Bo burmistrz, radny i kazdy inny jest tak samo odpowiedzialny za realizowanie oczekiwań i pragnień rodziców przyszłych uczniów szkoły w Locknitz, jak i za to, by siec szkół gimnazjalnych była optymalna i nie powodowała zagrożeń dla bytu niektórych szkół(czyli pracy dla sporej grupy nauczycieli i innych pracowników szkoły).

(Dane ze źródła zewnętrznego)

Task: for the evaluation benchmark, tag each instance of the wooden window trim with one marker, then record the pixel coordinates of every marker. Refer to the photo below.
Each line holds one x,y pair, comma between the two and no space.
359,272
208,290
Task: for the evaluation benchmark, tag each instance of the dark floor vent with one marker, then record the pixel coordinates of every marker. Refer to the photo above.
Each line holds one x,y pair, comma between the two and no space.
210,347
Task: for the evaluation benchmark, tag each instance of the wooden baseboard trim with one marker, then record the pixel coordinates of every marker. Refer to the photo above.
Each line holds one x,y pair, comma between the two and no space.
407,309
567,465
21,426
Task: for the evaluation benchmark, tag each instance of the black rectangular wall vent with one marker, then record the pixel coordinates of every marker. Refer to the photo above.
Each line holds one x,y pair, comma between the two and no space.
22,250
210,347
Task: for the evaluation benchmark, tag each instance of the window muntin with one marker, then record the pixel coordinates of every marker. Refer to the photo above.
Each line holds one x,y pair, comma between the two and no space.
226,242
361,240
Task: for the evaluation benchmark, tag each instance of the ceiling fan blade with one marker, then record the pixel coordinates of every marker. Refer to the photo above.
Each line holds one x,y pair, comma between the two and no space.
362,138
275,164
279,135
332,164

Dyskusje o tej sprawie trwają. nie ukrywam, ze mam odmienne zdanie i inny pomysł niz np. Pan Witold Stefański. Ale po to własnie są dyskusje, analiza danych, symulacje sytuacji demograficznej, aby znaleźc rozsądne i zadowalające rozwiązanie.

Pozdrawiam
Grzegorz Ufniarz


Panie Grzegorzu nie rozumiem zależności istnienia gimnazjum nr 6 od losów nr 3 i odwrotnie. Likwidacja gm 6 nie poprawi losu gm nr 3, bo jak to się teraz nieładnie mówi - nie ten target. Uczniowie, którzy chcieli pójść do gm pójdą do lepszych szczecińskich gimnazjów, albo do swoich rejonowych szkół. Chcąc się dobrze nauczyć niemieckiego, co oferuje gm 6 nie pójdę w przypadku jego likwidacji do gm 3, które ma inny poziom i jakby inne preferencje.
Zastanawiałbym się jak zwiększyć atrakcyjność tych placówek. Gm 6 tego nie wymaga, jak widać gm 3 tak i albo się coś zrobi, żeby chętni byli, albo trzeba będzie je zamknąć, a ich uczniów (nielicznych jak widać po naborze) przejmie inna placówka i po problemie. Chyba epoka utrzymywania nierentownych hut itp., do których państwo dopłacało mnóstwo pieniędzy, żeby ktoś mógł tam pracować już minęły. Likwidacja gm 6 jako ratunek dla gm 3 jest absurdalna.
Krótko: nie łączyć sprawy tych dwóch gimnazjów. Zwykłe rejonowe gimnazjum ma problem, to musimy rozwalać wyjątkowe gimnazjum, które powinno być powodem do dumy, a nie piątym kołem u wozu.

Ps. Jedynym błędem Gminy w ostatnich latach było zwiększenie limitu przyjęć do gm nr 6. Ja dostałem się x lat temu bez problemu, a Ci co się nie dostali nie płakali władzom i nie kombinowali meldując dzieci poza gminą, żeby dziecko się tylko dziecko dostało.

Przepraszam, ale jestem dziś mało wyrozumiały.